On Friday, Rep. Steve Womack (R-AR) and Sen. Steve Daines (R-MT) “introduced a Constitutional Amendment to give Congress the authority to prohibit burning the American flag,” according to Daines’ official website.
H.J. Res. 65 reads (emphasis added):
Resolved by the Senate and House of Representatives of the United States of America in Congress assembled (two-thirds of each House concurring therein), that the following article is proposed as an amendment to the Constitution of the United States, which shall be valid to all intents and purposes as part of the Constitution when ratified by the legislatures of three-fourths of the several States within seven years after the date of its submission for ratification…
The Congress shall have power to prohibit the physical desecration of the flag of the United States.
Both Rep. Womack and Sen. Daines issued press releases regarding the proposed amendment.
Our flag is more than a cloth painted red, white, and blue. It is a symbol of worldwide freedom, unity, and liberty. It has guided troops into battle, flown during our triumphs and challenges, and is placed over the caskets of those who have paid the ultimate sacrifice. Generations have fought to defend our stars and stripes – and the American people have simply given too much for the flag to not have the ability to protect it.
Daines made a similar comment, adding that “our nation should always render the flag the honor and dignity it is due.”
Several veterans organizations have endorsed the proposal, including the American Legion of Montana and the Department of Montana Veterans of Foreign Wars.
On Saturday, President Trump offered a full-throated endorsement, tweeting:
All in for Senator Steve Daines as he proposes an Amendment for a strong BAN on burning our American Flag. A no brainer!
Although the tweet has approximately 70,000 “likes” as of publication, numerous Twitter users excoriated the president for his support of the proposed amendment.
Jeffery Guterman, a psychologist and self-described “ardent critic” of Trump, linked a clip from a 2012 interview in which the late-Supreme Court Justice Antonin Scalia stated that flag burning was indeed a form of free speech protected by the First Amendment:
If I were king, I would not allow people to go about burning the American flag. However, we have a First Amendment, which says that the right of free speech shall not be abridged – and it is addressed in particular to speech critical of the government. That was the main kind of speech that tyrants would seek to suppress. Burning the flag is a form of expression. Speech doesn’t just mean written words or oral words – [it could] be semaphore. Burning a flag is a symbol that expresses an idea. I hate the government; the government is unjust; whatever.
In 1989’s Texas v. Johnson and 1990’s U.S. v. Eichman, SCOTUS ruled that flag burning falls under the umbrella of free speech.
In the majority opinion for Texas v. Johnson, Justice Brennan wrote:
We can imagine no more appropriate response to burning a flag than waving one’s own, no better way to counter a flag burner’s message than by saluting the flag that burns, no surer means of preserving the dignity even of the flag that burned than by – as one witness here did – according its remains a respectful burial. We do not consecrate the flag by punishing its desecration, for in doing so we dilute the freedom that this cherished emblem represents.
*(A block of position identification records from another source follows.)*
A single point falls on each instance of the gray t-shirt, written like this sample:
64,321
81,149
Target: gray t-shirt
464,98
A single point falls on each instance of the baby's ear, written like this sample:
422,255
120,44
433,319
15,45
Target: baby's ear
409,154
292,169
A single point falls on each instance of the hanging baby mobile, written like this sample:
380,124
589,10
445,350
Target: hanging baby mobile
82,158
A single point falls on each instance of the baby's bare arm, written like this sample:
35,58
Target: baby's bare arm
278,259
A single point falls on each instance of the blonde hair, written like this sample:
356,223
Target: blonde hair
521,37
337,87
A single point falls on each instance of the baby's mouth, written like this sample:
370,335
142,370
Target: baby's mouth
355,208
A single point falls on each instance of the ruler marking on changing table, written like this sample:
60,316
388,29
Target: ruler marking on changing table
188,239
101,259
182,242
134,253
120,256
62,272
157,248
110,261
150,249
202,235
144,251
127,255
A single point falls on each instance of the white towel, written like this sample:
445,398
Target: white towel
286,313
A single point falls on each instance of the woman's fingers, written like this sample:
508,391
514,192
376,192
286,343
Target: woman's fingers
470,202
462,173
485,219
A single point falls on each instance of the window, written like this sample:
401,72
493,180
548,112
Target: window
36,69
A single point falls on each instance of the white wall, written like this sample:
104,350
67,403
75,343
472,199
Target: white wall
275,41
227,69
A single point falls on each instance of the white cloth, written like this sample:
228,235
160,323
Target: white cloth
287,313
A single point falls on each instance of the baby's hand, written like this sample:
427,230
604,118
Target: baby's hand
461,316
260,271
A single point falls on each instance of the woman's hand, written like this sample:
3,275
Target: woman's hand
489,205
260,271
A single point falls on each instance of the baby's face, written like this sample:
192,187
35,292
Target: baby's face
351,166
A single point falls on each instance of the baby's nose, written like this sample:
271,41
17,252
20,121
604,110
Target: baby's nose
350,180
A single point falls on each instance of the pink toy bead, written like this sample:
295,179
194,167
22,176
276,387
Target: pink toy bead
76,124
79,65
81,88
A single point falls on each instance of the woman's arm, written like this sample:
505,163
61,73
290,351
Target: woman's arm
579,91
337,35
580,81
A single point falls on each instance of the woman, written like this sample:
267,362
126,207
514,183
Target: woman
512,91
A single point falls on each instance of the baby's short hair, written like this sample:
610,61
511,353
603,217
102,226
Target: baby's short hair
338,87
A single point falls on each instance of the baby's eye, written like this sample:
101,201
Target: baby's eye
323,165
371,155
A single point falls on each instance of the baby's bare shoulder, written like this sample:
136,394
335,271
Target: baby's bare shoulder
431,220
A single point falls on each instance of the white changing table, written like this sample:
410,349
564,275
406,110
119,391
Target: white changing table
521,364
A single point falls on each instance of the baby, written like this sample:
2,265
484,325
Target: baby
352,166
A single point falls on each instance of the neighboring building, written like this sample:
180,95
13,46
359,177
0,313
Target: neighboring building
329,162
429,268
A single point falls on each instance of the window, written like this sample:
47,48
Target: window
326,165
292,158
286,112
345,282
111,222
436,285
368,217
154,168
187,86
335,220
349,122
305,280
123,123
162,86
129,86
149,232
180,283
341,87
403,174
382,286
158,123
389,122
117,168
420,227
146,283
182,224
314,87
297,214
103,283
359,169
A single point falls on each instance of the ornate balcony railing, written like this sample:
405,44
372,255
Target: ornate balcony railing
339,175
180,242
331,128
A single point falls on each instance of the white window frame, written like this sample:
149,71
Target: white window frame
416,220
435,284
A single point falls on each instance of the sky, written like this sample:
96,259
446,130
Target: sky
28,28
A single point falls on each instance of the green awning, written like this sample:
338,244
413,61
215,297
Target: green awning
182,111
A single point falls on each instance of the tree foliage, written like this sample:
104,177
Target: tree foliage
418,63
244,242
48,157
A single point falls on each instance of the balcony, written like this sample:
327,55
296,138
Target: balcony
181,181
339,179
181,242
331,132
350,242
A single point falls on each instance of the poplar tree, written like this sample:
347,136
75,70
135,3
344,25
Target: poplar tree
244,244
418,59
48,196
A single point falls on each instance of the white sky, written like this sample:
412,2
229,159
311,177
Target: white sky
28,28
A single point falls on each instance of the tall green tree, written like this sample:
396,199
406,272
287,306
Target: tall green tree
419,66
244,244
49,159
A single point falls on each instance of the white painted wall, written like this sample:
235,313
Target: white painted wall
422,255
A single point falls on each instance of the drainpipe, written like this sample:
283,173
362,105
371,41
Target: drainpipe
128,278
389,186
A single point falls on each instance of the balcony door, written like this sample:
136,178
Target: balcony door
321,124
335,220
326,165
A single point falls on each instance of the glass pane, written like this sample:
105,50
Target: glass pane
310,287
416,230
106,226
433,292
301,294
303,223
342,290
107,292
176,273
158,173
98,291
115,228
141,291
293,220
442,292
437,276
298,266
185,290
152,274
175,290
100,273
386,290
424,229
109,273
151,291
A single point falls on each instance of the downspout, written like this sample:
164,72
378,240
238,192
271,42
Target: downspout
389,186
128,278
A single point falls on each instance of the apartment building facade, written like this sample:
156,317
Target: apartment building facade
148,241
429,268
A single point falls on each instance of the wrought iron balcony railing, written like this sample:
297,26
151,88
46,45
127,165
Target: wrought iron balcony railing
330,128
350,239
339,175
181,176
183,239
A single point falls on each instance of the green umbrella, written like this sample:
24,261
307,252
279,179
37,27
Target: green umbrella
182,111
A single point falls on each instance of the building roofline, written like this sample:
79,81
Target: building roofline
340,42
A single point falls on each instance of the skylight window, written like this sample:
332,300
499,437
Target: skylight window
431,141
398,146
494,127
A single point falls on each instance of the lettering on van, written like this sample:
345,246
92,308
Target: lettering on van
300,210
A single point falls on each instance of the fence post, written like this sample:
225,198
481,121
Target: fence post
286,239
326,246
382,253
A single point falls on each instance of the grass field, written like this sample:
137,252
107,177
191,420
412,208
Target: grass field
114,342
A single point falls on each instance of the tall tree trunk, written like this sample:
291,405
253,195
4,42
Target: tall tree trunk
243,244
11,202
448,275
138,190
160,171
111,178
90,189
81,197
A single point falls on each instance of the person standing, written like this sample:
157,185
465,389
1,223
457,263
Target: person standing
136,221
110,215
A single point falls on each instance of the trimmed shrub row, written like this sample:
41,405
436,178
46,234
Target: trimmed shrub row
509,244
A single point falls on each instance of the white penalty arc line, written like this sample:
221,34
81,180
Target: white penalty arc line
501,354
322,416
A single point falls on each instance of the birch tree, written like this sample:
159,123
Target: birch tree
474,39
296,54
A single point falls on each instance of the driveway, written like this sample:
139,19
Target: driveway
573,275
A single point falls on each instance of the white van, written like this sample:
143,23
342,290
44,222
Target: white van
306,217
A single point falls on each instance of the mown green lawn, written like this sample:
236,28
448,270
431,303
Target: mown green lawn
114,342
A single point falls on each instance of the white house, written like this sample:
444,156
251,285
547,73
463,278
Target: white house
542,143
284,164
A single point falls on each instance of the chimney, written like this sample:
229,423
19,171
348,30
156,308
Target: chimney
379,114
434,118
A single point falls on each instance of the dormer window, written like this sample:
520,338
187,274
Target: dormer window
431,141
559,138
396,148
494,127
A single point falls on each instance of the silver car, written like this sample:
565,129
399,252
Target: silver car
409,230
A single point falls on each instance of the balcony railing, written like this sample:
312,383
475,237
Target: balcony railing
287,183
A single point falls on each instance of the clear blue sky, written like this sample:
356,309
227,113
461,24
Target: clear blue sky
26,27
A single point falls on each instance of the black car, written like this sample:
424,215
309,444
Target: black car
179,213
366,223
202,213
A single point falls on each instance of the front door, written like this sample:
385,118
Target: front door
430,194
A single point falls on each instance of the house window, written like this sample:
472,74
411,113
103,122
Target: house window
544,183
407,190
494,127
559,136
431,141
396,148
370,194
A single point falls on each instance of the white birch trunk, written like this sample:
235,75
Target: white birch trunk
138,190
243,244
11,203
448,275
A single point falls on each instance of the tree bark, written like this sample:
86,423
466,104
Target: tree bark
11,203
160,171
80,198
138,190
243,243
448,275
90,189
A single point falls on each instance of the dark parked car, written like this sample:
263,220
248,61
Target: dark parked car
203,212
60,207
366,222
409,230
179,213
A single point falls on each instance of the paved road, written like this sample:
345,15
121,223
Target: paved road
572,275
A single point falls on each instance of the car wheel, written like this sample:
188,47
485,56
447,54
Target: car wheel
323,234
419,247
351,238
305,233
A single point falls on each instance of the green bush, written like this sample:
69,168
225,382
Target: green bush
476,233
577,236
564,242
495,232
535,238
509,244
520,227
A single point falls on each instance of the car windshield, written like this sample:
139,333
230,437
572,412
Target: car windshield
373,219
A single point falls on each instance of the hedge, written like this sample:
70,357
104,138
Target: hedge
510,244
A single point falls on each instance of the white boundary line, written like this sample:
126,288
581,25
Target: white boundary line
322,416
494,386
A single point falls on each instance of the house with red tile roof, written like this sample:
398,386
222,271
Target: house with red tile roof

In a concurring opinion, Justice Kennedy wrote:
Our colleagues in dissent advance powerful arguments why respondent may be convicted for his expression, reminding us that among those who will be dismayed by our holding will be some who have had the singular honor of carrying the flag in battle. And I agree that the flag holds a lonely place of honor in an age when absolutes are distrusted and simple truths are burdened by unneeded apologetics.
With all respect to those views, I do not believe the Constitution gives us the right to rule as the dissenting Members of the Court urge, however painful this judgment is to announce. Though symbols often are what we ourselves make of them, the flag is constant in expressing beliefs Americans share, beliefs in law and peace and that freedom which sustains the human spirit. The case here today forces recognition of the costs to which those beliefs commit us. It is poignant but fundamental that the flag protects those who hold it in contempt.
For all the record shows, this respondent was not a philosopher and perhaps did not even possess the ability to comprehend how repellent his statements must be to the Republic itself. But whether or not he could appreciate the enormity of the offense he gave, the fact remains that his acts were speech, in both the technical and the fundamental meaning of the Constitution.
The Daily Wire reached out to Rep. Womack and Sen. Daines for clarification, but as of publication, we have not received a reply.